Created attachment 23783 [details] Patch that modifies stylesheets. During the initialization of "org.apache.poi.hwpf.model.StyleSheet" POI runs through all the style descriptions and adds them to the StyleDescription array in the createPAP method. If a description has an improperly set parent (ie it's parent is null) it still tries to run the ParagraphSprmUncompressor. Doing so attempts to clone the parent and throws a Null Pointer exception. The attached patch simply blocks the running of the uncompressor if the parent is null. I've tested this and it passes all tests and fixes the previously attached document as well as some of my own. If this fixed in deemed inappropriate, please do not fix with a Runtime error. The documents contents have still been loaded correctly and should still be useable in certain contexts.

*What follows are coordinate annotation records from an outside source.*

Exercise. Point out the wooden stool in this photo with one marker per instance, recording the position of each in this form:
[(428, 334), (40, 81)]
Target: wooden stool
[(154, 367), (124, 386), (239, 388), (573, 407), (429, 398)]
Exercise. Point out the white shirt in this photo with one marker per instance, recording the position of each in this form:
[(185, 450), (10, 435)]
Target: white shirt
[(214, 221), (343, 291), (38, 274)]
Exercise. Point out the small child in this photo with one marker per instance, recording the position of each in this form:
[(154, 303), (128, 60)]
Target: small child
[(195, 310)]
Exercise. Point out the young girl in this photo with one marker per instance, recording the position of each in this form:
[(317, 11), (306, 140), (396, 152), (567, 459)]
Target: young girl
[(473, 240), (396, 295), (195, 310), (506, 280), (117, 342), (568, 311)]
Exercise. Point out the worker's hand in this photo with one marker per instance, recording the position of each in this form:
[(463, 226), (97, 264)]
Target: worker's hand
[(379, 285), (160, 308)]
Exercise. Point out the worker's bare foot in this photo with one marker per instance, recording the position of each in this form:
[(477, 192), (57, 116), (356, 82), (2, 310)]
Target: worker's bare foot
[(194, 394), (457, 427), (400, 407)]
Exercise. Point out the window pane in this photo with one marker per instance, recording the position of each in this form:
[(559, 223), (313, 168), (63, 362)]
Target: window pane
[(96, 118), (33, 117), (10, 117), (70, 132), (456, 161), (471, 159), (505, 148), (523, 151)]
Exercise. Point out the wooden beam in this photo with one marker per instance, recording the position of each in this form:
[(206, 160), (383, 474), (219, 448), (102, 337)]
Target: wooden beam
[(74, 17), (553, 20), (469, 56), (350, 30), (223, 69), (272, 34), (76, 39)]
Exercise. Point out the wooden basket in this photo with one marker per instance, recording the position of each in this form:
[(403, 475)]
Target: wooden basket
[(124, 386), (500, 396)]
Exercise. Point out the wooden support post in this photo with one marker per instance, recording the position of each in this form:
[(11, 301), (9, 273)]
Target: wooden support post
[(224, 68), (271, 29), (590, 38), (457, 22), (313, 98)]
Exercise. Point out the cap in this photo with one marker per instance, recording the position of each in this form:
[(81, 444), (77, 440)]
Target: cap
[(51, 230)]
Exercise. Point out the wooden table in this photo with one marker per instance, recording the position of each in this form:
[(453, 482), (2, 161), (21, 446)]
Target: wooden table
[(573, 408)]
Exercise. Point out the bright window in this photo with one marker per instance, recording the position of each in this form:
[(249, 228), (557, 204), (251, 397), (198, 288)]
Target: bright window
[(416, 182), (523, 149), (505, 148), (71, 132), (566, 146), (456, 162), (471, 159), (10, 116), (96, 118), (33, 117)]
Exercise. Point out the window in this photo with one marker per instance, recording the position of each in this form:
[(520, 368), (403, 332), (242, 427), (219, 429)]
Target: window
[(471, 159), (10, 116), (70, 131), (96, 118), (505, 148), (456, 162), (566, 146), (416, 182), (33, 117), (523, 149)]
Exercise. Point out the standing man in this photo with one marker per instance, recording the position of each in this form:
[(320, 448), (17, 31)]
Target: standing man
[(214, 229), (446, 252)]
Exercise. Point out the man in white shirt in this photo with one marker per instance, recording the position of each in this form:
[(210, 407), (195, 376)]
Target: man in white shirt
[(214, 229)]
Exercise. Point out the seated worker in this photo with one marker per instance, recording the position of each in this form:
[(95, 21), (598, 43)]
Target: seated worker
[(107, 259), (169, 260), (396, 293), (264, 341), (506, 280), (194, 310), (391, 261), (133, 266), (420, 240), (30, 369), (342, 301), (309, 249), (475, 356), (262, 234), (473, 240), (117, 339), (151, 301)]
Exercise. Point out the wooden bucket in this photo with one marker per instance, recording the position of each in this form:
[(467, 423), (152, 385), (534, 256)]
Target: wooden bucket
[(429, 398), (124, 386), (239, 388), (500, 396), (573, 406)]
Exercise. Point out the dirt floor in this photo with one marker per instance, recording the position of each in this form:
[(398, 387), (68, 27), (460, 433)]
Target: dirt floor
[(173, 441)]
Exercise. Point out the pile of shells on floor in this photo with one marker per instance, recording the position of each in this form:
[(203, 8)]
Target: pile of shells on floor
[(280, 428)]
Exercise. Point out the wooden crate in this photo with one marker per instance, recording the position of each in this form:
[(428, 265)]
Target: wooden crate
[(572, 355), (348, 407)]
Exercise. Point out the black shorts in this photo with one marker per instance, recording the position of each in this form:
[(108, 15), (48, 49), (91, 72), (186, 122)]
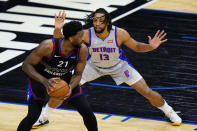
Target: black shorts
[(39, 92)]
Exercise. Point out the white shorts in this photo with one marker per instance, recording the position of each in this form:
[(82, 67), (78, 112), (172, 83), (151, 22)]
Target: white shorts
[(120, 73)]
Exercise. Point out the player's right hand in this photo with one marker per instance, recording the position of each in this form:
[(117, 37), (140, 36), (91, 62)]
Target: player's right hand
[(50, 84), (59, 20)]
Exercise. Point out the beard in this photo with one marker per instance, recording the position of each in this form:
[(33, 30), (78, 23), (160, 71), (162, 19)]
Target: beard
[(99, 32)]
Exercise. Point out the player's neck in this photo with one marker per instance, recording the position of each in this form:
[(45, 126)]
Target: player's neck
[(103, 35)]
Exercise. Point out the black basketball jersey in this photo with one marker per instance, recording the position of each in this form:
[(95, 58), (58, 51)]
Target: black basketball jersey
[(58, 64)]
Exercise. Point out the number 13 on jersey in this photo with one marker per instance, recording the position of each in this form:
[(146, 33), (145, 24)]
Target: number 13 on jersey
[(104, 57)]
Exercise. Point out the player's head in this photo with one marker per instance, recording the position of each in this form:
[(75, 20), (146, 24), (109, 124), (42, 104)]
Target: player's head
[(100, 19), (73, 32)]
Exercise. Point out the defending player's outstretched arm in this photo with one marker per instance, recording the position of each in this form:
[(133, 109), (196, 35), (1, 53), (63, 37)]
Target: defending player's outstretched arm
[(44, 49), (80, 67), (124, 37)]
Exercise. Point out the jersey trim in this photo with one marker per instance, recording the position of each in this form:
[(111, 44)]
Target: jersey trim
[(31, 93), (90, 36)]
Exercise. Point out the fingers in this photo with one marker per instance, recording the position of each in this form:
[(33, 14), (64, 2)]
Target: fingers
[(161, 37), (60, 15), (156, 35), (64, 15), (164, 40), (149, 38)]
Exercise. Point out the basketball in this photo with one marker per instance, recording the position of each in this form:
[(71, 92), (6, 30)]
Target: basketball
[(61, 89)]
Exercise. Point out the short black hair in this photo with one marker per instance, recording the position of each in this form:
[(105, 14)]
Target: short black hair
[(71, 28), (89, 18)]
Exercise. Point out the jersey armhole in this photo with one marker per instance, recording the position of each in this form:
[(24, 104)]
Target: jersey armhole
[(53, 52)]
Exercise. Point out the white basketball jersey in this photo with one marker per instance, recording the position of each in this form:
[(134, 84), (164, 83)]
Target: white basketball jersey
[(104, 53)]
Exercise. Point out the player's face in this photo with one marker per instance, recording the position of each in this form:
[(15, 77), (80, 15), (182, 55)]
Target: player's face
[(99, 23), (78, 39)]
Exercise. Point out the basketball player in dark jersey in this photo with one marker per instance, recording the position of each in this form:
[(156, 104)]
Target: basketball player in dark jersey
[(51, 60)]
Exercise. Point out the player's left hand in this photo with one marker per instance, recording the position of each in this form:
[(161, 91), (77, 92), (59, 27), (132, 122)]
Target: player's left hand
[(157, 40)]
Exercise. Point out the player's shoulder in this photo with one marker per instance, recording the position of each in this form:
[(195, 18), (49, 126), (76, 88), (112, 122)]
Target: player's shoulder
[(84, 48)]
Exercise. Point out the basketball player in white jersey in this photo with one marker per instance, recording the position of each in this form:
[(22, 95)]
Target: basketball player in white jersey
[(104, 42)]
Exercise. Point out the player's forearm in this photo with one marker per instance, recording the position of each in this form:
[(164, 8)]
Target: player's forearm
[(57, 33), (75, 80), (142, 47), (31, 72)]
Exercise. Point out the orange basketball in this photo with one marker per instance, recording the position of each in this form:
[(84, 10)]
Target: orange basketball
[(61, 89)]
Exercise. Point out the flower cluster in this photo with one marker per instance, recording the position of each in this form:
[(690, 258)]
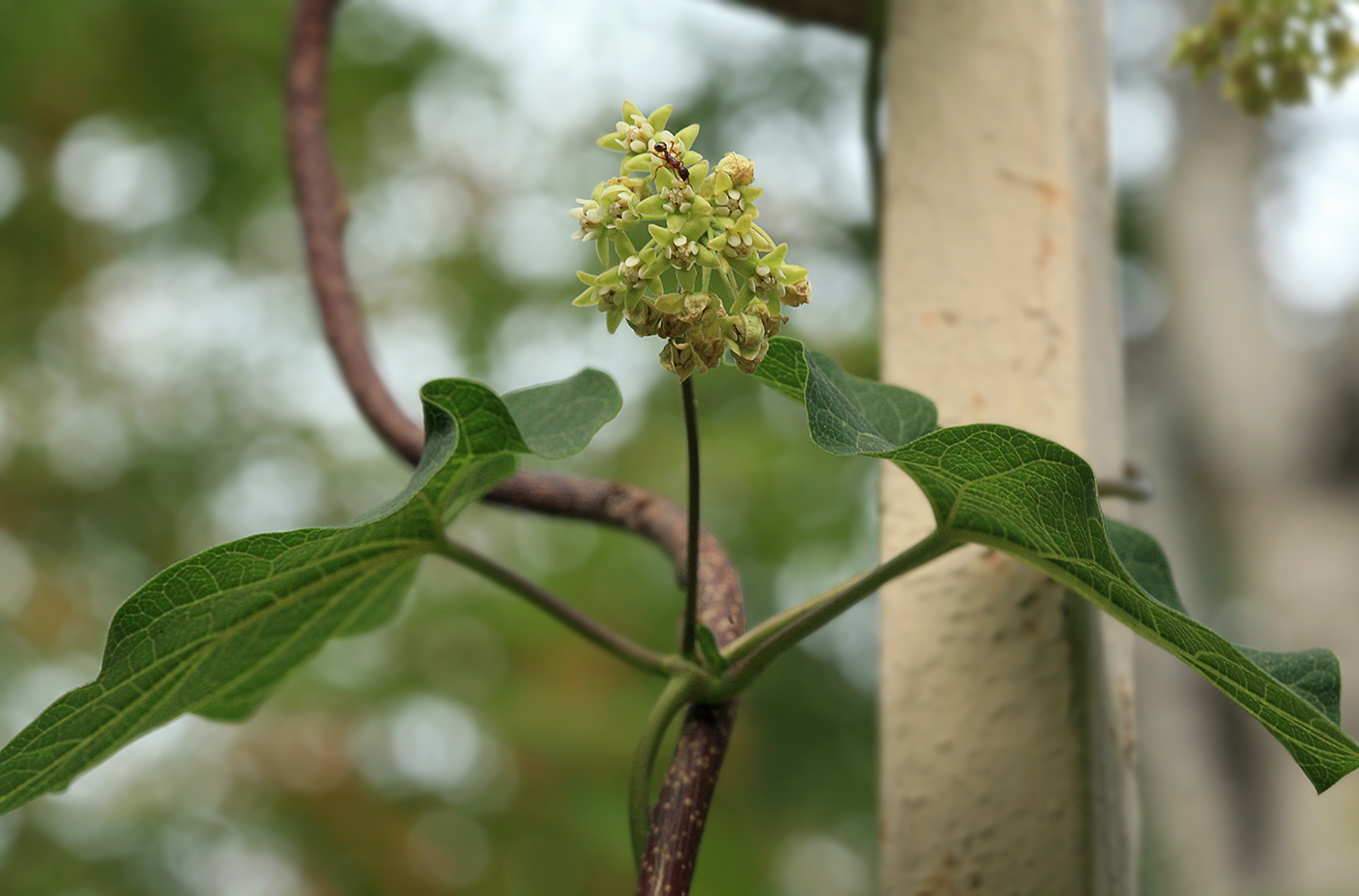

Created attachment 24082 [details] Patches PAPX.java to avoid NPE when a paragraph's PAPX is based upon a character style I've encountered this error while decoding .doc files saved by OpenOffice Writer. Some paragraphs have a PAPX with an istd that is a character style, and PAPX.getParagraphProperties throws an NPE as a result. I've attached a patch to PAPX.java to work around this. I don't think Chris Walter's patch to StyleSheet.java is necessary.
I've just tried opening your document with POI on svn head, and it was loaded fine, and we could get the text without error. Looks like the bug was fixed at some point between when you reported this and today.